Crate sorting_parquet_writer

Crate sorting_parquet_writer 

Source
Expand description

§Sorting Parquet Writer

A library for writing sorted Parquet files with bounded memory usage, inspired by Parquet-Go’s SortingWriter.

§Writers

  • writers::SortingParquetWriter — produces a globally sorted Parquet file using external merge sort. Data is buffered in memory, periodically sorted and spilled to temporary run files, then merged via streaming k-way merge at finalization.

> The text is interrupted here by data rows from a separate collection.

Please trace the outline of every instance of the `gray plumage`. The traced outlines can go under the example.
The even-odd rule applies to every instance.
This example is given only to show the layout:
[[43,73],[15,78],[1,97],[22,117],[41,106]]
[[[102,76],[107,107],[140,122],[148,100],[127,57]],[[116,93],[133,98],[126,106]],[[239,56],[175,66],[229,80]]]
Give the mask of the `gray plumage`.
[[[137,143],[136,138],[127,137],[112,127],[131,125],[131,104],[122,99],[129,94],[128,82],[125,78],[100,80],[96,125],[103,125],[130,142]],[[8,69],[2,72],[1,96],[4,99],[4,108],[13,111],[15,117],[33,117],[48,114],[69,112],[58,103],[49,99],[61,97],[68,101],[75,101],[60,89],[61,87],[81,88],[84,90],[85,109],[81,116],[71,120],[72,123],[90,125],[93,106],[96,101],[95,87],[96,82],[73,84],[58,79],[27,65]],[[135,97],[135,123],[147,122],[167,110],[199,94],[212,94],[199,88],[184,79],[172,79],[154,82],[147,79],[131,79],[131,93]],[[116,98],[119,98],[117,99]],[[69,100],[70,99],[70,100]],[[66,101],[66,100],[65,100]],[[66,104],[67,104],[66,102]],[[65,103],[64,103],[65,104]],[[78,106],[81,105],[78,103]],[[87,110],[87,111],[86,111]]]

  • writers::SortedGroupsParquetWriter — sorts individual row groups without guaranteeing global order. No temporary files needed.

§Sorting utilities

§Progress tracking

writers::SortingParquetWriter::finish_with_progress accepts any writers::FinishProgressHandler (including closures) for monitoring the merge phase.

§Errors

All fallible APIs return SortingParquetError, which transparently wraps Arrow, Parquet, and std::io::Errors alongside a few crate-specific variants.

§Example

use sorting_parquet_writer::writers::SortingParquetWriter;
use parquet::file::properties::WriterProperties;
use parquet::file::metadata::SortingColumn;
use arrow::datatypes::{Schema, Field, DataType, SchemaRef};
use std::sync::Arc;

let schema: SchemaRef = Arc::new(Schema::new(vec![
    Field::new("id", DataType::Int32, false),
]));
let props = WriterProperties::builder()
    .set_sorting_columns(Some(vec![SortingColumn {
        column_idx: 0, descending: false, nulls_first: false,
    }]))
    .build();

let file = std::fs::File::create("output.parquet").unwrap();
let mut writer = SortingParquetWriter::try_new(file, schema, props).unwrap();
// writer.write(&batch)?;
// let file = writer.finish()?;

Modules§

record_batch
In-memory k-way merge of pre-sorted RecordBatches.
sorting
Single-batch sorting primitives built on top of the arrow_row row format.
writers
Parquet writers that produce sorted output.

Enums§

SortingParquetError
The unified error type produced by this crate.